Entré a la estancia papal en penumbras, temblando de miedo y angustia. A la derecha , en un grupo de sillones estaban sentados algunos señores. Uno de ellos, de uniforme militar, tenía innumerables condecoraciones entre las que se destacaba una cruz gamada dorada, a la altura del corazón, que brillaba como una luciérnaga adentro de un ropero. Un silencio impecable llenaba el momento.

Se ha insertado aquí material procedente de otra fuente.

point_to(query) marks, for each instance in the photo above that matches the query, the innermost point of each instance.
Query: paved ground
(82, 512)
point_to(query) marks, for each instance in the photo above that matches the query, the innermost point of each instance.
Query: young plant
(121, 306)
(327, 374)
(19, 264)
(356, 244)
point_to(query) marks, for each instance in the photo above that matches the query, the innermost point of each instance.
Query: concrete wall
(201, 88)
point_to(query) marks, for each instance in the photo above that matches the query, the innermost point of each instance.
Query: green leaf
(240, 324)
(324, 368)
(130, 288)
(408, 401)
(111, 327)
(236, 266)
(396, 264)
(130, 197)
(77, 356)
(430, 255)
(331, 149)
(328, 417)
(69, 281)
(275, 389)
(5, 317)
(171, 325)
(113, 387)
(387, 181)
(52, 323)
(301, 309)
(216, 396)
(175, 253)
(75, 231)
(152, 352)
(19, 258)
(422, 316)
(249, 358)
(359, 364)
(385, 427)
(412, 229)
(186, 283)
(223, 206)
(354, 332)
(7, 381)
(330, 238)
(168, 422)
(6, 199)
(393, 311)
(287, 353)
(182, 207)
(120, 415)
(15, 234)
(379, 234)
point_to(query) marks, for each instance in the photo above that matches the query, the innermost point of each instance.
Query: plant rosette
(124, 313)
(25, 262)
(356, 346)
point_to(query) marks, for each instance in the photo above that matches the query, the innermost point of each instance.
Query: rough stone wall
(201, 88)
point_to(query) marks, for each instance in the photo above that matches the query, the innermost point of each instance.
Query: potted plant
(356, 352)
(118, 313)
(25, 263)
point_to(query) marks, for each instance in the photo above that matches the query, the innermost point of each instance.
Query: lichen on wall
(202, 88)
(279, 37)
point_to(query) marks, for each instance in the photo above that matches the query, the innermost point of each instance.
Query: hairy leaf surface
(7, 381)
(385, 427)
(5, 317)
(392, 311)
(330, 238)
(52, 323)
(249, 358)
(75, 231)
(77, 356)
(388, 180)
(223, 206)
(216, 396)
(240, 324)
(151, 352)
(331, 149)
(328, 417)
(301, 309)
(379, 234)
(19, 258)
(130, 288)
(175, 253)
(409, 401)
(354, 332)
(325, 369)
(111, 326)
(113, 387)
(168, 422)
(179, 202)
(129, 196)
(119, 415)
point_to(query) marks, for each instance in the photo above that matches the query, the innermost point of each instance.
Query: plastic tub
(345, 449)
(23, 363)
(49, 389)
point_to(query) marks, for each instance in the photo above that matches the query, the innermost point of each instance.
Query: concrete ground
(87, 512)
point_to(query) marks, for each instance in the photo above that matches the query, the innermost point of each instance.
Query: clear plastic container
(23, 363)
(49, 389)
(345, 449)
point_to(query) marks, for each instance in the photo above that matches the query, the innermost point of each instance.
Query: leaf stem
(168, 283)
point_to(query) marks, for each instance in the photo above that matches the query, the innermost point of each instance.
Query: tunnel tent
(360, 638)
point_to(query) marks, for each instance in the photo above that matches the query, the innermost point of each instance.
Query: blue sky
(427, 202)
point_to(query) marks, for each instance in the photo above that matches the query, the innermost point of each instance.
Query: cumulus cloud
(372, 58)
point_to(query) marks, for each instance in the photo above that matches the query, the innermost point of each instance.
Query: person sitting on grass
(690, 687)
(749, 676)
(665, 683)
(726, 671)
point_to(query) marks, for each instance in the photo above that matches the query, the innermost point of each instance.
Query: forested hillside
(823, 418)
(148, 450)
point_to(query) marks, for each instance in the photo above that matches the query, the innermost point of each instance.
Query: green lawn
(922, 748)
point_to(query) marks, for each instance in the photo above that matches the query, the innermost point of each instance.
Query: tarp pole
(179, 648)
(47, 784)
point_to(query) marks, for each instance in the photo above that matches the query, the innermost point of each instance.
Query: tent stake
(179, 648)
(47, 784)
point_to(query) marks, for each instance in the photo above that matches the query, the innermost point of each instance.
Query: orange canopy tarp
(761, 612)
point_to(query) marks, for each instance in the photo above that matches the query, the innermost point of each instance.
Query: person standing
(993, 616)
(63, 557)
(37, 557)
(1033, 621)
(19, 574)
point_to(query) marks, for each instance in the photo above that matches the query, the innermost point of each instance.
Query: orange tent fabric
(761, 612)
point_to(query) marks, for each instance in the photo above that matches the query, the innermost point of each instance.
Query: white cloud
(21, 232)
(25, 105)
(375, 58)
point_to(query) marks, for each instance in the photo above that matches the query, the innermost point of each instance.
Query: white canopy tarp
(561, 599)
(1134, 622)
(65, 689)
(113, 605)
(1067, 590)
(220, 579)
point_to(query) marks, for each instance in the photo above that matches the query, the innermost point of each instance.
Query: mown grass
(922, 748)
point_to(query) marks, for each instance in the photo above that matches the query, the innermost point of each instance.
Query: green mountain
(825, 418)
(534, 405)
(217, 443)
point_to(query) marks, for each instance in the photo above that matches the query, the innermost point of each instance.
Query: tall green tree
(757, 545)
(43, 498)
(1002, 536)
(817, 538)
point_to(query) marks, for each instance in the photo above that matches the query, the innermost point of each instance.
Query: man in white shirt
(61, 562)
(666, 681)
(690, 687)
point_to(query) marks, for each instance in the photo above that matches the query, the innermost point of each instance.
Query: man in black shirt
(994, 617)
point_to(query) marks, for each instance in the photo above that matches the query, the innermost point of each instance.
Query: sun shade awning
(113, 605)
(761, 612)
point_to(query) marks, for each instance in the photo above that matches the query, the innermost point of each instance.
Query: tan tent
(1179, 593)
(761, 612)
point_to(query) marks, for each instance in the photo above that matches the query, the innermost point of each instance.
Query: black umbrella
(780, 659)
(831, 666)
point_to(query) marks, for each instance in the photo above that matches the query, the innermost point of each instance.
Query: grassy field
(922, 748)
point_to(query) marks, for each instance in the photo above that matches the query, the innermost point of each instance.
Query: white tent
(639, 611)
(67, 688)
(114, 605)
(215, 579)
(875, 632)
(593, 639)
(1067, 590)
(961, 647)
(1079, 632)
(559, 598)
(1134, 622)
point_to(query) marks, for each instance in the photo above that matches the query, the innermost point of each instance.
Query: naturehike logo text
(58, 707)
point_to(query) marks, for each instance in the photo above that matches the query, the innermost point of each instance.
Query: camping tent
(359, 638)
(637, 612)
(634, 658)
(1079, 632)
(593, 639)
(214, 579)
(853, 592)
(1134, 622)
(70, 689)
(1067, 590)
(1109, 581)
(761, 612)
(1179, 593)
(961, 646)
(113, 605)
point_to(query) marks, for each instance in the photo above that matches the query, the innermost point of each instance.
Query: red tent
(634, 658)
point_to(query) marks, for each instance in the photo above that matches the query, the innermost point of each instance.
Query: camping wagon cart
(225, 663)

De la nada, apareció un obispo que de modo hostil me pidió que dejara las cosas sobre una mesa y me fuera pronto. "El santo padre está bañándose", me dijo secamente.

Entre el mareo y el susto, traté de cumplir el pedido pero me tropezé con una alfombra bizantina del siglo VII, perdí el equilibrio, me tomé desesperado del hombro izquierdo del obispo, voló todo por los aires y, si bien algunas tacitas y cucharitas cayeron en forma aleatoria por distintos sitios de la suntuosa habitación, la manteca y la jalea de membrillo impactaron con precisión de misil estadounidense sobre la blanca salida de baño del representante divino. En el vano de la puerta, entre nubes de vapor y a contraluz, aparecía fantasmagórico el jefe de la cristiandad. Hubiera podido ser una puesta en escena de un music hall rutilante mas es la patética realidad. El de las medallas, sacó una pistola y me apuntó presuroso. Levanté las manos y congelé aterrado cada músculo de mi humanidad. Los demás corrían a refugiarse detrás de los cortinados de terciopelo carmesí. Yo no entiendo polaco pero creo que los insultos fueron para mí, la férrea intencionalidad y las inflexiones severas denotaron cierto enojo manifiesto y extemporáneo en tan emblemática personalidad. Un paparazzi vestido de cardenal, disparaba a mansalva una lluvia de clics, pero coima mediante las fotos no fueron publicadas en el Corriere della sera.

Ipso facto
sentí que estaba en el aire, flotando cual pompa de jabón. Cuatro manos poderosas me sacaban en vilo y recorría los pasillos del Vaticano como en una alfombra mágica. Me depositaron violentamente en una gran habitación con cámara de gesell y un fuerte olor a incienso. Un oscuro sacerdote con cara de sicario desalmado me miraba silencioso sentado en una silla del otro lado de la mesa de chapa. Fumaba y me miraba sin compasión. Llegó otro con un aspecto más despiadado que el primero. Al fondo, custodiando los acontecimientos estaba un gran crucifijo de tres metros de alto. Descolgaron al cristo de barro y me colgaron a mí en su lugar. Un cura enano, camara en mano, filmaba toda la secuencia. Dos monaguillos me alumbraban con sendas linternas para que no se perdiera ningún plano interesante. Comenzó la interpelación: me bombardearon con preguntas y repreguntas durante cuatro horas. Un enorme grabador de cinta abierta giraba lentamente capturando sus gritos y mis súplicas. Supongo que del otro lado del vidrio habría varios siervos de dios observando el interrogatorio. Se sentían risas y aplausos esporádicos. Yo lloraba desconsoladamente y me contradecía conforme me aceleraban las preguntas. Ya no sabía ni cómo me llamaba: sí, no, no sé, respondía sin sincro a los gritos hostiles de los sacerdotes inquisidores que pisaban mis respuestas y no querían escucharme. El enano subido a una escalera de pintor intentaba hacer un primer plano pero la lente se metía en mi boca, quizá para retratar mis alaridos.

Al final, me sacaron de ahí desmayado, no me acuerdo nada. Cuando levanté la cabeza, estaba tirado en una escalinata de mármol. Era de noche, muy tarde o muy temprano, depende de cómo se mire. Al salir hacia la plaza San Pedro, vi a Camilo que me esperaba bajo la columnata de Bernini con el termo y el mate de palosanto que le regalé para su cumpleaños. Su sonrisa tierna me rescató del desconsuelo. Nos fuimos caminando a braccetto cruzando la plaza. Dani...

Dani... dani... dani... levantate, --la voz de papá perfora mis tinieblas, desde el baño mientras se afeita bajo la ducha-- son las siete.